The pressure to be cool
I suppose that, as a blogger, I'm expected to post about most of the things that go on in my life. What I eat, where I go, the free stuff I get - it's SOP to share them here or on my social media accounts. I admit that starting out all those years ago, I was like that. I wanted to show off. I feel pressured to show off my wonderful life.
The pressure might be imaginary, but I feel that it permeates my life. A recent example is coming back from Japan, with barely any shopping in tow. Yeah, I didn't shop much. I took quite a bit of money with me plus my credit cards, but I didn't buy a lot of things at all. Why?

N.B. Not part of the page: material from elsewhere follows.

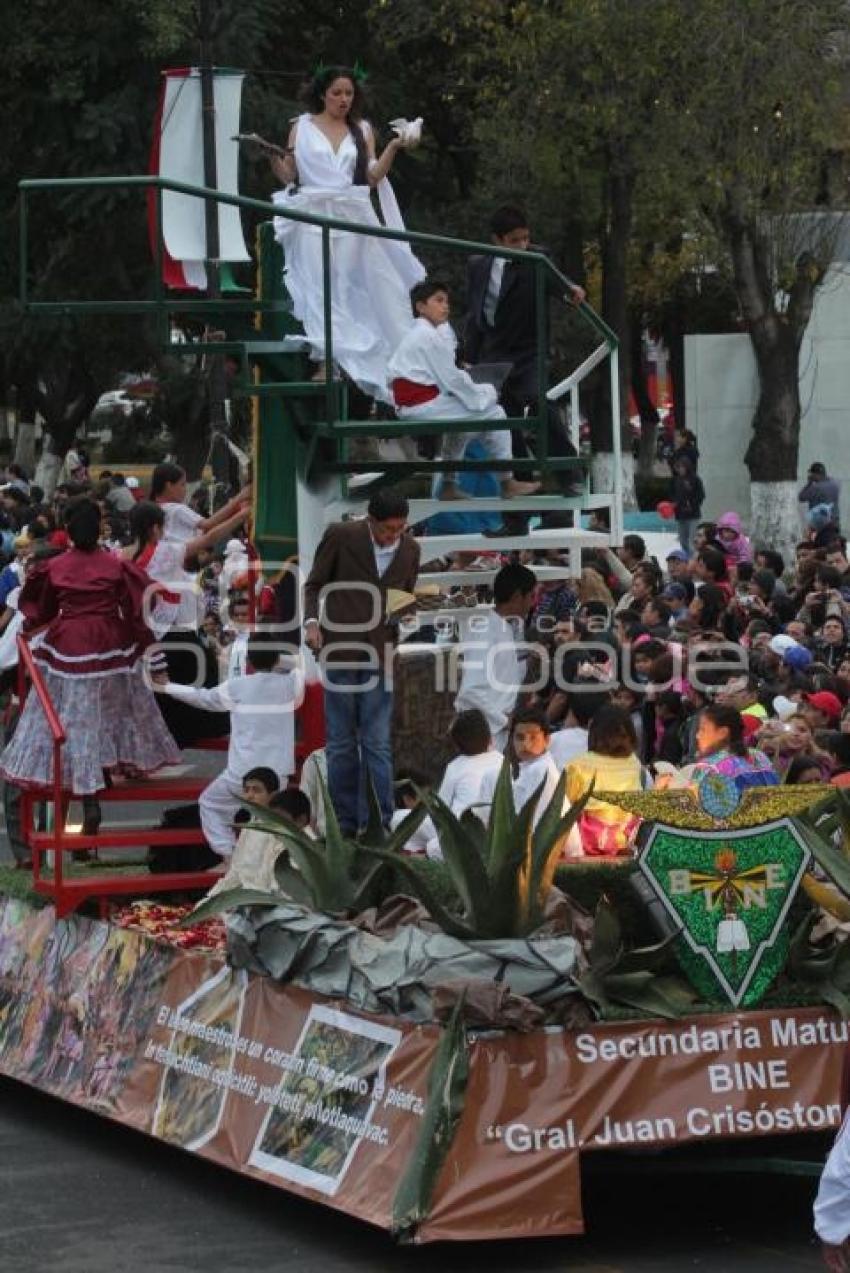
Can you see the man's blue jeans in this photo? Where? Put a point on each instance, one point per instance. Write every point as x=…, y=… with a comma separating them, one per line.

I told my mother it's because I didn't go to Shibuya, where all the fab shopping is. The real reason, though, is that I just didn't feel like it.

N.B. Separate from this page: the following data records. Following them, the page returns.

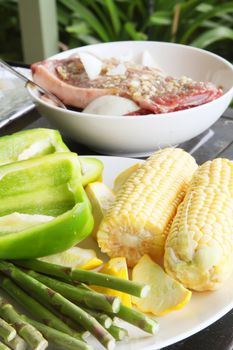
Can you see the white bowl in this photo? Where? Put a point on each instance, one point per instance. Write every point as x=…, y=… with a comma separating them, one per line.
x=141, y=135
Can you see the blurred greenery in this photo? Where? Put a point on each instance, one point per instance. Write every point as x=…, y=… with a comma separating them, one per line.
x=204, y=24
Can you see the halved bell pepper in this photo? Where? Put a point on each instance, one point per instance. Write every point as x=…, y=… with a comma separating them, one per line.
x=30, y=144
x=48, y=186
x=34, y=143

I wanted to BE in Tokyo, to lie down in a park soaking in the autumn sun. I wanted to sit in a bench in Akihabara to watch people passing by. I wanted to go to a temple and pay homage. I wanted to experience things without having the compulsion to snap a picture or buy a souvenir.
All this past week I've been giving myself a hard time about the fact that I didn't take tons of pictures or buy lots of things. I keep telling myself, now what do I blog about? There's nothing they'd like to read! This kept looping in my head. It was really stressing me out.
Then realization dawned: I don't have to show off. I'll write about the things I care about, because I care about them and not because I want to keep up with the Jones's.
Social media has put an invisible yet powerful pressure on all of us to be someone we're not, or worse, to highlight all the things that we already are but shouldn't be. I'm guilty of succumbing to that pressure every so often - I can't help it. It's the nature of my job. But I'm not going to give myself grief the next time I don't give in to the temptation of looking cooler than I actually am.
Maybe my blog will suffer in the long run (if it hasn't already). However, I think I'd rather enjoy my life the way I want to, and not in a way that's only "blog-worthy".